Before leaving, I was warned that the Ohio state flower is the orange roadside construction barrel, but I have to say that New Mexico wiped all the roadwork competition off the field. Of the 150 or so miles between Carol's house and Gallup, at least 50 were under construction, and a good deal of I-40 east of Albuquerque was out of commission for various projects. Note to the New Mexico administration: the thank-you signs do not help!

We knew we were getting onto "the res" by the prevalence of two features: billboards as thick as the old Burma Shave signs, but much bigger, and casinos. Despite a couple of contrary efforts trying to inject good taste into the proceedings, one gets the idea that gambling and schlock are the reservations' chief enterprises. This had been the leitmotif ever since we left the Missouri smut shops behind, but west of Albuquerque the twin drumbeats of gambling and tourist claptrap reach incredible levels.
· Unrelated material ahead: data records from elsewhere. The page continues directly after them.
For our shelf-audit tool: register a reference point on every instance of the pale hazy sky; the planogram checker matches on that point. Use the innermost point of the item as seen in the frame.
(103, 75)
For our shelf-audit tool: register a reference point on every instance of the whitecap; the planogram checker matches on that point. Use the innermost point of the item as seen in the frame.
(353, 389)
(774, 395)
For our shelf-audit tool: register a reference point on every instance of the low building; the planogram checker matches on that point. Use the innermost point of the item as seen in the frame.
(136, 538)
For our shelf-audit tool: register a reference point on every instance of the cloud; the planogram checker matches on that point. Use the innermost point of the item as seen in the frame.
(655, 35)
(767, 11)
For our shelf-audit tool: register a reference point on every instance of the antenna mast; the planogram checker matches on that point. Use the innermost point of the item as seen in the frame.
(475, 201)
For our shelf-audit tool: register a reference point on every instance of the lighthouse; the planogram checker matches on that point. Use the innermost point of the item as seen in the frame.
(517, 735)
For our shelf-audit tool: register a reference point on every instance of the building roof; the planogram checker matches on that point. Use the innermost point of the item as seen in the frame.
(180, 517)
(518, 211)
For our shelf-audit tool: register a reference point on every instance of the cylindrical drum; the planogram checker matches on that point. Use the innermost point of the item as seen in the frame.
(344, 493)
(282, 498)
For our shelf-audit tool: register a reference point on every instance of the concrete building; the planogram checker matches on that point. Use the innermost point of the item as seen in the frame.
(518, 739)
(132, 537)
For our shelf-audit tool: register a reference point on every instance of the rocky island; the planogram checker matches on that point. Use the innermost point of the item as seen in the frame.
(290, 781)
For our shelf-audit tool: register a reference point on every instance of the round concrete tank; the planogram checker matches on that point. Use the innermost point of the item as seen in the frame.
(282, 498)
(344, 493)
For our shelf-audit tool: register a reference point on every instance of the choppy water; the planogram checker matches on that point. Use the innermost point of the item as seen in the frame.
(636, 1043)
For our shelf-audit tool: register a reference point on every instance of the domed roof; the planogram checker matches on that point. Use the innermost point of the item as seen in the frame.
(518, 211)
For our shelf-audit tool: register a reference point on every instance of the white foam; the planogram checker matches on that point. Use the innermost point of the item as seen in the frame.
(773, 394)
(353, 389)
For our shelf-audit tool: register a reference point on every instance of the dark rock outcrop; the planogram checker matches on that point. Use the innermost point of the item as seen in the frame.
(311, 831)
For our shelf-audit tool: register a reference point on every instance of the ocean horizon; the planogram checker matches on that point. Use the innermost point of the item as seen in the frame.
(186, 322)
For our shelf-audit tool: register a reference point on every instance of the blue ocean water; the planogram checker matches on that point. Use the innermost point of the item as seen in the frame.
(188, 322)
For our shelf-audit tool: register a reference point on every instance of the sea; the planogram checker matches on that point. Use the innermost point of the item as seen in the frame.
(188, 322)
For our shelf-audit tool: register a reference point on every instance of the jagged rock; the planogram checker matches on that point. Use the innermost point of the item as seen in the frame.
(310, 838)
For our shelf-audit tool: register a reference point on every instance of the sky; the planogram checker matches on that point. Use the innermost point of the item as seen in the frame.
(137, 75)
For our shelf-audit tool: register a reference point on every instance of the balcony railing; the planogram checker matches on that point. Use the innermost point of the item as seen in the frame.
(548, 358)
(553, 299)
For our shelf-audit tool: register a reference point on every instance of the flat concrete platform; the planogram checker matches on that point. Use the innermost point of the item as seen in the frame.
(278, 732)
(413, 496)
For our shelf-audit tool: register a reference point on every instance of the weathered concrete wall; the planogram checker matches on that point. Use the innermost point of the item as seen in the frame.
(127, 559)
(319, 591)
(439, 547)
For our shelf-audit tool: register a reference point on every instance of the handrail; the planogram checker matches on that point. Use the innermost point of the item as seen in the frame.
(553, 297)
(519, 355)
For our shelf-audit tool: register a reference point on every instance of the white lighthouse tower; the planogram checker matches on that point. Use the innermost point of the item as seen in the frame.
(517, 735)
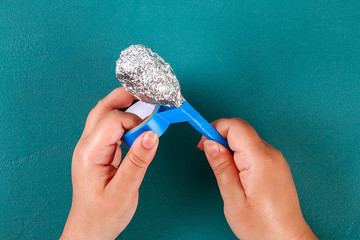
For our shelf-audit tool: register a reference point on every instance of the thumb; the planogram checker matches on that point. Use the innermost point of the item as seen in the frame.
(226, 173)
(133, 168)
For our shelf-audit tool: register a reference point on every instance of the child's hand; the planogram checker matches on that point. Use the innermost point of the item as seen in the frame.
(260, 199)
(105, 196)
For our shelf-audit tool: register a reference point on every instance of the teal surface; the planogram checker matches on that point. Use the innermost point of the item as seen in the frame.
(290, 68)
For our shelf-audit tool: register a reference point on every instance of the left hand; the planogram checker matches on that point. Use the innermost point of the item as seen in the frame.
(105, 195)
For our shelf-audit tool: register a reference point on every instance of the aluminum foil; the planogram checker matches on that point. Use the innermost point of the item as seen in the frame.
(148, 77)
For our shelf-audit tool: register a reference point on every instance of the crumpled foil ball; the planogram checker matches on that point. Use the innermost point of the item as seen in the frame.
(148, 77)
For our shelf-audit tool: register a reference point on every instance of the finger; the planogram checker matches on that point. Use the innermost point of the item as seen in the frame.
(117, 156)
(226, 173)
(133, 168)
(118, 98)
(101, 143)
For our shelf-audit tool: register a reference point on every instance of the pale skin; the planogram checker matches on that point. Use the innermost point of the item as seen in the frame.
(260, 198)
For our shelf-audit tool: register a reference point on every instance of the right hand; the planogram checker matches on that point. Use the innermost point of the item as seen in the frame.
(260, 198)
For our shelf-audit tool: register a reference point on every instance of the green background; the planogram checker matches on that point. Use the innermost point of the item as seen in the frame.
(290, 68)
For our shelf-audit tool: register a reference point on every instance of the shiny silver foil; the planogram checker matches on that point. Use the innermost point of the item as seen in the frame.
(148, 77)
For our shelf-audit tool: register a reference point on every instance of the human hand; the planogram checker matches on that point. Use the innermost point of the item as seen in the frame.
(260, 199)
(105, 195)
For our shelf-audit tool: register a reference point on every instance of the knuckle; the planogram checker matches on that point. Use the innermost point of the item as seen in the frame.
(137, 160)
(222, 167)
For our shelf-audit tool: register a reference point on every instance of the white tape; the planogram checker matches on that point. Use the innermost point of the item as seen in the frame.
(141, 109)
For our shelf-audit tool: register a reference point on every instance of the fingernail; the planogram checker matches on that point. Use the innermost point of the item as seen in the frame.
(150, 140)
(211, 148)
After you drive through the pass (and the largest and schlokiest Indian tourist traps) into Arizona, there's another one of those sudden transitions. All of a sudden it ain't the steppes, it's the fricken desert! By this time the trek to Winslow was seeming like a bad idea. We'd found that heat the forecasters were talking about. If its 93 degrees at 6000 feet, simple math tells you what to expect in the lower altitudes. Also, I-40 steers uncompromisingly into the sunset, an expression that loses its romance after your irises start to curl up. There wasn't much choice, though. There are towns along I-40 in this part of Arizona, all vying for la dinero turista, usually with prefab hotel rooms. All of them resembled towns less than they did vast trailer parks. I forget if it was Holbrook, Chambers or Sanders that got the Grape's unofficial doublewide density prize.

Eagles fans, I'm very sorry to report that Winslow, AZ, and its "standing on a corner" statue are not such a fine site to see, at least after a long drive and a little altitude sickness. It's enough to say that the buffet at the Flying A truck stop was the classiest restaurant in town. Note to the Winslow Chamber of Commerce: you need more than a third-rate statue and a 35 year old song to be a tourist magnet. Maybe a flatbed Ford rally?

And so to bed after 14 glorious hours on the road, in a motel smelling of Chinese food, which *was* the choice accommodation in Winslow.